The specter of those four letters doesn’t scare them. Neither does the name John Wooden.
Those 11 national championships? They might as well have happened a lifetime ago — and did, given that no one on St. Mary’s roster was alive the last time UCLA was the final team standing in college basketball.
If you want an idea how intimidated the Gaels might be against one of the sport’s blue bloods when they face the Bruins on Saturday afternoon at Moda Center in the second round of the NCAA tournament, consider what they did in their postseason opener.
The tiny Catholic school from the Bay Area that has never made it past the Sweet 16 took down five-time national champion Indiana. By 29 points. It was the Hoosiers’ largest margin of defeat in an otherwise proud NCAA tournament history.
That’s what can happen when your veteran lineup is unshakable, you defend the rim and the three-point line with equal fervor, and your resume includes a recent victory over top-ranked Gonzaga.
“That’s real confidence,” said St. Mary’s coach Randy Bennett, whose fifth-seeded Gaels (26-7) believe they will be on equal footing with the fourth-seeded Bruins (26-7) beyond the teams’ identical records. “You talk about confidence, sometimes people spout off and they act like they’re confident but they’re not. When you beat a good team like Gonzaga … it is real.
“After that, we just feel like whoever we play is not going to be more talented than them, not going to be better coached than them, not going to be a better team than them. When you can beat them, then you feel like you can play with anybody.”
St. Mary’s handed the Bulldogs their only West Coast Conference loss of the season in late February thanks in part to a player who used to call Mick Cronin his coach. Guard Logan Johnson, one of the Gaels’ three senior starters, played for Cronin at Cincinnati as a freshman before Cronin departed for UCLA and Johnson for St.
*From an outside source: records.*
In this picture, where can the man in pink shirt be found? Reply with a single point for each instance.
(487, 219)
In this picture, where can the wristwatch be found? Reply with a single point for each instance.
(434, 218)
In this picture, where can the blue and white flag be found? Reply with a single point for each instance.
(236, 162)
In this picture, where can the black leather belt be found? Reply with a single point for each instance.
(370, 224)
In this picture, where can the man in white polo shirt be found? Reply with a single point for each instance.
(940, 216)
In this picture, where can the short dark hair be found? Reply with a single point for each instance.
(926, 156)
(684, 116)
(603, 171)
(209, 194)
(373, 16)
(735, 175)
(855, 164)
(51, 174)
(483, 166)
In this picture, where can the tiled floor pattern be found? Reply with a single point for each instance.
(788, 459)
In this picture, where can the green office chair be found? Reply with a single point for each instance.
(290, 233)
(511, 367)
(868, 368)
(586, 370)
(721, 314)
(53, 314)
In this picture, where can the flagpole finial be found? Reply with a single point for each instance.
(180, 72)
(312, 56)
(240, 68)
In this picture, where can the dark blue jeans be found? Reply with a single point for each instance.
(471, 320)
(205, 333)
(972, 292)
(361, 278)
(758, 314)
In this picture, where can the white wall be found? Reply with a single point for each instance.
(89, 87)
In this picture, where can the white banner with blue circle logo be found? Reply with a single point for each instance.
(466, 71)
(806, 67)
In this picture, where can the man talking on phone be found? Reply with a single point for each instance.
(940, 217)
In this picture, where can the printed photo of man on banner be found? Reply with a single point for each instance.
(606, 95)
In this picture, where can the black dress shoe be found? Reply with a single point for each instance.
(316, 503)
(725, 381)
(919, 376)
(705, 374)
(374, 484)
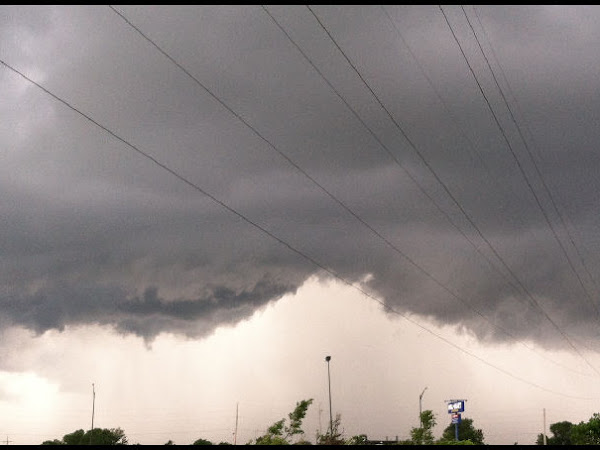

Mary’s.
“That’s my guy,” Cronin said of a player who went on to become a first team All-West Coast Conference selection. “I love him dearly and his entire family.”
The gritty Gaels are full of feel-good stories besides their usual array of agreeable Australians, point guard Tommy Kuhse going from onetime walk-on to 1,000-point scorer and big man Matthias Tass logging the first four double-doubles of his career this season.
The warmup jerseys players wear that read “No Quit” don’t constitute false advertising, the Gaels appearing to gain strength as games progress while outscoring their opponents by a combined 186 points in the second half. They’re also giving up just 60.3 points game, the fewest in Bennett’s 21 seasons at the school.
Cronin said he once encouraged Bennett to abandon his longtime post in search of greater resources and more ready-made success.
“What’s been accomplished at St. Mary’s is a modern miracle because he takes guys like that and turns ‘em into players, and it just never stops,” Cronin said, alluding to Bennett’s having produced NBA players Patty Mills and Matthew Dellavedova, among others. “I used to tell Randy, ‘You’ve got to get out of there, what are you doing?’ … because I keep thinking he can’t keep pulling this out. It’s like you’re winning in poker with five cards in a seven-card stud game, and he just keeps pulling it off, with player development.”
Bennett has made it out of the NCAA tournament’s opening weekend just once, advancing to the Sweet 16 in 2010 before falling to Baylor. His current team no longer fits the trope of plucky underdog, the Gaels having earned the highest seeding in school history.
UCLA guard Jules Bernard compared St. Mary’s to Pac-12 rival Washington State because of the Gaels’ quick, crafty guards who thrive in pick and rolls that are tough to defend.
“As a defensive team,” Bruins guard Jaime Jaquez Jr. said, “we’re going to have to do everything we can to disrupt them and get them out of their system.”
After nearly stumbling in the first round one season after going all the way to the Final Four, the Bruins know the length of their postseason stay will largely hinge on making more shots than they did while shooting 35.2% against feisty Akron. That could be a chore against the Gaels, who held Indiana to 34% while leading by as many as 34 points.
Considering their in-state proximity, UCLA and St. Mary’s might seem like natural fits on one another’s nonconference schedules. But they haven’t faced each other since Tracy Murray, now UCLA’s radio analyst, poured in 24 points during the Bruins’ 123-93 romp … on Dec. 5, 1990.
Bennett said he would happily schedule UCLA as part of a home-and-home or neutral-site arrangement, but Cronin might not readily agree given what happened the last time he traveled to Moraga.
“He talked me into coming out,” Cronin said, referring to a 75-62 loss to Bennett’s Gaels in December 2004 during Cronin’s second season at Murray State. “I went to Claim Jumpers there in Moraga after, and he was there with the three officials.”
Everybody in the interview room laughed. Then Cronin’s wry smile disappeared, a nod to the little school with the big-time resolve trying to slay its next giant.